An hour later, we leave Ollie in the pasture to eat and make our way back to the house.
“I can’t wait to see the photos. Can we upload them now?” Wrapping my arm around Alex’s waist, I lean into him. I love the fact that I can do this without worrying about either of us overthinking it.
“Nope. You’re not seeing them until I’ve gone through them all and picked out the best ones.” He chuckles when I look up at him with a pout. “Do you believe that’s going to work?”
“It was worth a try.” Smiling up at him, I move in front of him and stand on my toes. He leans down to brush his lips against mine, deepening the kiss when I moan. I’m so incredibly turned on just being near him, I can’t help the sounds that rumble from my throat.

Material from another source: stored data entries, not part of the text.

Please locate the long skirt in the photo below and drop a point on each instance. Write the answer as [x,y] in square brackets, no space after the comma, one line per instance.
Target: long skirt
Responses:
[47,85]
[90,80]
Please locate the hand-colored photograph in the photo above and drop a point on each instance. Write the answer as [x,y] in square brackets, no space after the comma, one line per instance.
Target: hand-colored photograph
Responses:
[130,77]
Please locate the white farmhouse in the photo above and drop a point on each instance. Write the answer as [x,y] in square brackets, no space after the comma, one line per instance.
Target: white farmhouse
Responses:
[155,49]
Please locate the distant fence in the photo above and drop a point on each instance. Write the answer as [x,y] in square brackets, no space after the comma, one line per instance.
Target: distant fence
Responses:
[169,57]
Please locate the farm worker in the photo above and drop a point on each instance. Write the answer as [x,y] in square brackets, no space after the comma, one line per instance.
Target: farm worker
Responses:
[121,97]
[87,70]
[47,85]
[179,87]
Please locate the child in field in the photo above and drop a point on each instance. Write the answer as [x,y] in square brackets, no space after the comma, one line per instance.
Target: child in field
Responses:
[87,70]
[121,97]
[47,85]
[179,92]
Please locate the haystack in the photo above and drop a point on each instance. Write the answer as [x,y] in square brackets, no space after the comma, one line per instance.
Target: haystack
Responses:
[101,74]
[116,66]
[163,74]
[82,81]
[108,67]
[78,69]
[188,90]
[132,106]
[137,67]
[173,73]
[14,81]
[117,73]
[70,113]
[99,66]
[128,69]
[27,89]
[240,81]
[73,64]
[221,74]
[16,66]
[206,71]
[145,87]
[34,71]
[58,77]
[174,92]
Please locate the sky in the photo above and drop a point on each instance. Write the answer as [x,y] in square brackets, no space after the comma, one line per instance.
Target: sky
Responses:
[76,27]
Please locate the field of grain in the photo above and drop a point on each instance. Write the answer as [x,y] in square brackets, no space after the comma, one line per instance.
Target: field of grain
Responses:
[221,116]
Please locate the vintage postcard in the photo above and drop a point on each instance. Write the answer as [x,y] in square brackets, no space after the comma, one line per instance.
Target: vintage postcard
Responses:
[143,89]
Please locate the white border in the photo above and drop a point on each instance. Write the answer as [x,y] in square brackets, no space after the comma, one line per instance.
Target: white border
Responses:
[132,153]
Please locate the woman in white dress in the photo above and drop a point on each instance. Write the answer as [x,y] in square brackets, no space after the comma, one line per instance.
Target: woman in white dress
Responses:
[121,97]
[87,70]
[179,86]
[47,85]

A throat clearing has me reluctantly pulling away, only to be met with Dane and Emma watching us with a mixture of amusement and concern. We’re on a roll today with the audiences.
It is obvious Dane is worried that Alex is going to hurt me. He knows how hurt I was after Graham, and I now realize I was never in love with Graham. Looking at Dane, I know he realizes my feelings for Alex are much stronger, which gives him the power to hurt me even more than I was.
I want to tell Dane not to worry, that I know Alex won’t hurt me, but there is no sense. It won’t stop him, and he won’t believe me when I tell him I can feel it. I’m not saying I am foolish enough to think we won’t have issues, but I do think we can handle whatever comes our way.
“We’re having a movie night and we thought you two might like to come over for our first official double date.” Emma squeezes Dane’s hand, and he finally relaxes a bit.
Looking at him, I mouth, “Trust me.”
He nods. I love him for worrying, but I need him to understand I know what I’m doing.
“Sounds fun. We will see you later.”
Emma: Don’t eat dinner. We have food.
Me: Score! I was scrambling trying to think of what I want to eat. Nothing sounds good to me today.